Resumen:
This thesis is based mainly on the books About the Potentiality of the Soul: De
quantitate animae and De libero arbítrio written by Saint Augustine. We discourse
about the process of conceptualization of the being soul and of the solution of the
problem of free choice through the Augustinian pedagogical system circuitum
nostrum. We will see that this immaterial being which makes us rational, and
therefore human, is what comes closest to God of all the beings of the creation. An
immortal being, with innate ideas, without division and which monitors all the
functions of the body, making it possible for the human being to use the memory,
reason and rationality. Subsisting in itself, it remains, even after the separation from
the body, as a whole entity and carrier of all the memories of the body which
animated it for life.

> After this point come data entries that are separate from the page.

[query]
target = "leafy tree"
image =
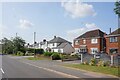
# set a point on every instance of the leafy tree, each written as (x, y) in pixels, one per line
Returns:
(117, 11)
(7, 46)
(13, 46)
(18, 44)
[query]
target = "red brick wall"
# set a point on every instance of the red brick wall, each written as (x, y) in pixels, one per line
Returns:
(111, 45)
(89, 45)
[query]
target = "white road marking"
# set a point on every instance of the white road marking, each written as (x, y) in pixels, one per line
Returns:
(61, 73)
(2, 70)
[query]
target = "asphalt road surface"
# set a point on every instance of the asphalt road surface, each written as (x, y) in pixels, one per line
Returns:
(18, 67)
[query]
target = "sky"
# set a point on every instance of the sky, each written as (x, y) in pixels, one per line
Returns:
(48, 19)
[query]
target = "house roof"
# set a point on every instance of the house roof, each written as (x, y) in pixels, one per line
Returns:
(117, 31)
(58, 40)
(93, 33)
(62, 45)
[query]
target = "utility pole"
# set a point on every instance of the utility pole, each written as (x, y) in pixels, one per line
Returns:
(34, 43)
(16, 34)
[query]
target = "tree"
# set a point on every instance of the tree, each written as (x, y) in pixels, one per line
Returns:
(18, 44)
(7, 46)
(117, 11)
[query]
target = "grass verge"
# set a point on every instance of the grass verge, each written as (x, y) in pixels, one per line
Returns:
(37, 58)
(105, 70)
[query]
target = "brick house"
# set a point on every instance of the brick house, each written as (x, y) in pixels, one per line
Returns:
(90, 42)
(113, 42)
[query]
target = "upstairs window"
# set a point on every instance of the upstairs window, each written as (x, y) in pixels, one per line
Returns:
(94, 41)
(84, 41)
(113, 39)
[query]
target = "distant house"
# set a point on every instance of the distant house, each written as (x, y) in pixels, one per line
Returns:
(113, 42)
(36, 45)
(44, 44)
(60, 45)
(90, 42)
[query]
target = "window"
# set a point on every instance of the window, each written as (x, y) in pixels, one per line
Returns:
(94, 50)
(53, 44)
(113, 39)
(76, 42)
(84, 41)
(113, 51)
(94, 41)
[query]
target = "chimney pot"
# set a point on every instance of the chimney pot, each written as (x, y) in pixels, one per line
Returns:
(54, 36)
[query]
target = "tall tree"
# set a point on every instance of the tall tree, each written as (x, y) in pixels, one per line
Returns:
(117, 11)
(18, 43)
(7, 46)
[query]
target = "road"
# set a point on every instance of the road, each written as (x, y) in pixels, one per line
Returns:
(17, 67)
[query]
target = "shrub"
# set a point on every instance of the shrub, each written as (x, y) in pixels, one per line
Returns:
(19, 53)
(103, 63)
(107, 63)
(48, 54)
(85, 62)
(55, 56)
(92, 62)
(39, 51)
(100, 63)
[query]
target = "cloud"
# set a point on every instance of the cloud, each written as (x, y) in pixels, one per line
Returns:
(72, 34)
(24, 24)
(78, 9)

Presenting himself as a dualist, St. Augustine reveals to us that
although the soul is in the body it is not bound to the body, but is in the body. Without
growth and aging this immaterial being without dimensions is real, however unknown
to the subject him/her self who houses it. A being which maintains the vital principle
and that of animation (animus) of the body. When this soul is educated by rationality
it permits the human being the full use of freedom in the moral choice of action, or
free will. We will see the influence of Socrates, Plato and neoplatonism through the
dialogs inserted in the Augustinian pedagogical system circuitum nostrum and the
relation between the pedagogism of Paulo Freire as a mirror of augustinianism,
through the dialog as producers of active subjects in the transformation of society.